No dia de 15 de fevereiro de 2021, o ministro do Supremo Tribunal Federal (STF) Edson Fachin reagiu à revelação de que o tuíte do General Eduardo Villas Bôas, por ocasião do julgamento de um habeas corpus do ex-presidente Lula que o colocaria na disputa eleitoral de 2018, foi articulado, segundo o próprio general, com o alto comando do Exército.

Essa foi uma interferência direta nas eleições presidenciais. Talvez por isso Bolsonaro tenha agradecido efusivamente a este general. Bolsonaro atribuiu sua vitória ao próprio ex-comandante do Exército.

A reação de Fachin após três anos foi ironizada por Villas Bôas. Disse ele: “três anos depois”.

Hoje, 8 de março de 2021, o Ministro Fachin anulou as sentenças da vara federal de Curitiba feitas pelo ex-juiz Sérgio Moro contra o ex-presidente Lula. A argumentação é que não seria o local onde os processos deveriam estar.

Fachin reagiu rápido ao mais novo tuíte do general golpista. São 21 dias. Não mais três anos. Uma reação muito rápida. Talvez esse seja um dos elementos centrais em jogo.

O que mudou? Há algo em ação que modificou o procedimento em relação a Lula. Talvez a avalanche das revelações vindas à luz contra a força tarefa da operação Lava Jato. Talvez a desmoralização contínua de investigações que, pelas mensagens divulgadas, foram voltadas a impedir a candidatura de Lula e a desmontar o PT. Talvez haja uma compreensão a se espalhar de que é preciso deter Bolsonaro e seus milhares de militares e policiais em um governo desastroso, de incompetência gigantesca e de maldade estupenda contra o povo brasileiro.
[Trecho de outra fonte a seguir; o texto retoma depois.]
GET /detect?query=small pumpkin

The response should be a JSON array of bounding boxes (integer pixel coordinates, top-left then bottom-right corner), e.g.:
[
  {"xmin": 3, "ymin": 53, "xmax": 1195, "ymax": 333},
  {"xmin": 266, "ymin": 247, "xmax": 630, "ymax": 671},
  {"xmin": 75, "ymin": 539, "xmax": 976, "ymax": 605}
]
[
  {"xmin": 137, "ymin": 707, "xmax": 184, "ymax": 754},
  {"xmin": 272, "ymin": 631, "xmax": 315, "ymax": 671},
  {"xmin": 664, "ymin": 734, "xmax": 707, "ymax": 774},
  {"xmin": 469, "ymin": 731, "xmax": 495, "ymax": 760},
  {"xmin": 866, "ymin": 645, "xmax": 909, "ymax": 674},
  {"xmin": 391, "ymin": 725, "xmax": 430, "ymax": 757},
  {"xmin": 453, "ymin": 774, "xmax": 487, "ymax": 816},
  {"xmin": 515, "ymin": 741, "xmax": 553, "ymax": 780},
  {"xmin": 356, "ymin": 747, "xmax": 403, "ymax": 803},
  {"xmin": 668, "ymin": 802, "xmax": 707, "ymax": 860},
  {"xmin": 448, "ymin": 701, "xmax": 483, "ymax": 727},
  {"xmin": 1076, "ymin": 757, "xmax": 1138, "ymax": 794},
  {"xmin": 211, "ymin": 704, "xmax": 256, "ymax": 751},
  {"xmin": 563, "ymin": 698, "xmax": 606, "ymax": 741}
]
Talvez seja a pura legalidade tentando retornar. Algo difícil de acreditar depois de anos de ilegalidades monstruosas e facilmente aceitas.

Talvez os setores dominantes e que ainda pensam da burguesia vejam o desastre que se avizinha para o próprio capital. A própria mudança da administração nos Estados Unidos favorece a um isolamento do “governo” Bolsonaro. Lembremos que a alta burguesia local sempre foi favorável às candidaturas do Partido Democrata americano.
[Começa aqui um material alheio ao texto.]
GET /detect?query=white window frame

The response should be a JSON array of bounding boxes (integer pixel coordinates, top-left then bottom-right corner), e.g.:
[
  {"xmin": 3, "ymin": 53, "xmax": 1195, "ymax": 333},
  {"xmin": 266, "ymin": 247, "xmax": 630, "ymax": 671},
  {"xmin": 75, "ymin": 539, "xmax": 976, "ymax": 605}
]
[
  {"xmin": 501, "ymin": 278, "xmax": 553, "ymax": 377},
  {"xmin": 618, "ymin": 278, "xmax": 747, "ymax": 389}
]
A grande imprensa brasileira apoiou todas as candidaturas democratas desde Bill Clinton. Além deste, apoiou Al Gore, John Kerry, Obama, Hillary Clinton, Joe Biden. Há uma ligação umbilical com o setor financeiro e seu partido americano.

A própria Lava Jato esteve associada ao Departamento de Justiça americano e ao FBI, notórios instrumentos de guerra econômica contra corporações concorrentes das americanas, como detalha Frédéric Pierucci em seu livro “Le Piège Américain” (A Armadilha Americana).
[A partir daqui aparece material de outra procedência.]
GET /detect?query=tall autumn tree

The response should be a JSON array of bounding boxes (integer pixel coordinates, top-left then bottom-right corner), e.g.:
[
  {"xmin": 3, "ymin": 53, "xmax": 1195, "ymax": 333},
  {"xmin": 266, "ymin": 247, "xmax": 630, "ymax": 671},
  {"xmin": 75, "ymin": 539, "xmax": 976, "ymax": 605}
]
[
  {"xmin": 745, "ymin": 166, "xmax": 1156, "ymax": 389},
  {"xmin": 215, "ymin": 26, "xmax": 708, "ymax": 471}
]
O golpe de 2016 teve objetivos estreitamente ligados a essa agenda das corporações dos Estados Unidos. Talvez o principal objetivo tenha sido a tentativa de desmontar os BRICS, grupo composto por Brasil, Rússia, Índia, China e África do Sul, em sua articulação por ações econômicas, políticas e monetárias comuns.

Não é segredo para ninguém que a política externa americana visa essencialmente a bloquear China e Rússia. O golpe afastou o Brasil. A África do Sul sofreu ataques judiciais semelhantes aos que ocorreram aqui. Hoje há somente a articulação RIC.

Mas por que soltar agora as garras sobre Lula? Foram garras cravadas ao longo de duas décadas. Não contemos os ataques anteriores a sua eleição em 2002. Tais ataques pregressos faziam parte de outro movimento.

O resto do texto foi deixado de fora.